Each month, we post a series of blogs around a common topic. This month, Rev. Ken D. Fuquay is curating a series featuring an eclectic group of voices responding to the question, “Does church matter? And if it matters, how, and if it does not, why?” Some of the voices speak from the center of the PC(USA); others stand on the periphery. One or two of the voices come from other denominations while some speak to us from the wilderness and barren places. “To every age, Christ dies anew and is resurrected within the imagination of humans.” These voices are stirring up that imagination in their own way. May your imagination be stirred as you consider their insight. We invite you to join the conversation on Facebook and Twitter!

by Phanta Lansden

I grew up with azaleas lining the walkway of my parents’ home and always enjoyed the beauty and radiance they offered. One spring, I decided to exchange the green boxwoods in front of my own house for beautiful azaleas. I planted seven fuchsia azaleas along my walkway. The garden associate at the Lowes Home Improvement store assured me they would bloom the following season. The following spring, nothing spectacular happened. I had one bloom on seven plants.

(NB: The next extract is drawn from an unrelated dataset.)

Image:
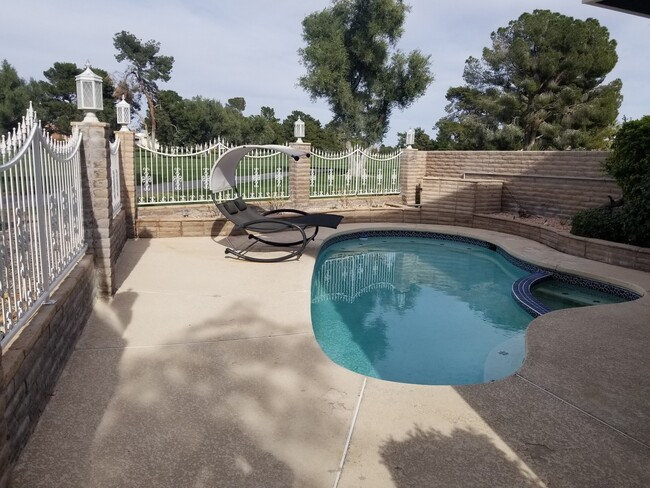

I examined the azaleas and discovered that, not only had the weeds choked the life out of the them, but I failed to prepare the soil. I pulled a few weeds and threw in some garden soil, but something went wrong. The azaleas were dying, save for one. I pulled up the dying plants and discarded them.

Not to be outdone, the following season, I purchased more azaleas. I tried desperately to match colors. This time around, my efforts were purposeful and thoughtful. I prepared the soil much better. I fertilized them properly and I put down black tarp to eliminate the weeds. I rejoiced when the plants grew beautifully and got bigger and more radiant with each passing season.

The one fuchsia-colored azalea that survived that first endeavor does not match the larger powder pink azaleas from the second planting. But, nonetheless, the fuchsia one pops with color and radiance alongside the powder pink ones and they all sit proudly along the walkway in front of my dining room window. Each spring, the blossoms are countless and the flower bed is filled with brushes of soft pink and fuchsia petals. All the azaleas are from the same family of flowers, but unique in the beauty that each brings and gives to our living space. One color is no better than the other, one cannot be compared to the other; both are glorious!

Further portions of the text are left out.